^ ageed a great job of browing the pork. Many photos on this thread make it look as the meat has been boiled or steamed. Get that sear on, and turn down the heat.
^ ageed a great job of browing the pork. Many photos on this thread make it look as the meat has been boiled or steamed. Get that sear on, and turn down the heat.
^In the kind of greasy cafes he frequents back in Rhyl Scouseland tinned tomatoes are a delicacy
A tin or two of tinned tomatoes adds bulk and flavour to any self respecting bolognelse.
They haven't heard of Bolognese in Wales, only the Taffies who have travelled as far as Liverpool are considered cultured enough to comment on tinned tomatoes.
Technically Rhyl is Liverpool on Sea
Nowt wrong with tinned tomatoes, I drink em out the can
The beaches at and around Ryhl ain't too bad but the town itself is a total shithole, makes Crewe look upmarket.
Looks better than a lot of other resort towns in the UK
Multi cultural
Better looking breakfasts than the slop served up by Albanians and Turks in north London
Oddly enough there are many familys in Wales which have Italian roots. During the last war a lot were interned there and mixed with the local people. Bracchi cafes and Carpanini ice cream are evidence of this. I still remember the first time I went into a bracchi in Aberdare..., the huge coffee machine with the Eagle soaring above it and the steamed up windows.
https://munchies.vice.com/en_uk/arti...c-italian-food
Considering Punty ate some random shit on his most recent sex tour, I must say, comparatively he ate better and more healthier on his hols.
How hard is it to get something so simple wrong in Thailand, it either comes out of the restaurant kitchen raw or you have to wait 60 minutes till it's boiled to death.
Don't Thais know about the three minute rule?
^Oh My Cod still managed to mess it up by bringing me two 1min eggs. Sent them back and when they returned I could see they had somehow balanced my open eggs in the boiling water again.

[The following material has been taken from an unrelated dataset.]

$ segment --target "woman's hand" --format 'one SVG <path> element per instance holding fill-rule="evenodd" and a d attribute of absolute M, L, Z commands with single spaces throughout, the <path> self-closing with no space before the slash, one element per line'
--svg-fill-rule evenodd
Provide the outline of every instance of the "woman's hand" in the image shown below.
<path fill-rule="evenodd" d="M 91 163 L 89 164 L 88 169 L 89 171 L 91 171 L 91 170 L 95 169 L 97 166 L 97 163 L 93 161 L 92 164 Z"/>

Lower parts of the egg overdone and the top area raw. Toast had arrived 5 mins before, underdone, rock hard and butter portions cold and unspreadable.
Chris was sat there on his fat arse playing on his laptop and deliberately remained olivious to it, so I abandoned everything, paid for my tea and left.
It was the next visit when I actually walked off without paying for anything after they fucked up another meal. I was a regular too. That was the final straw.
That was the famous ''runner'' I did. More like a stroll really, was with my cousin.
A British culinary classic for breakfast today.
The wonder of this dish is that its versatility means it tastes just as good for breakfast, lunch, dinner or after 10 pints at 2am. Topped off with English cheddar and a dash of HP it's yet more proof why we from the foggy isles have the best breakfast options known to man.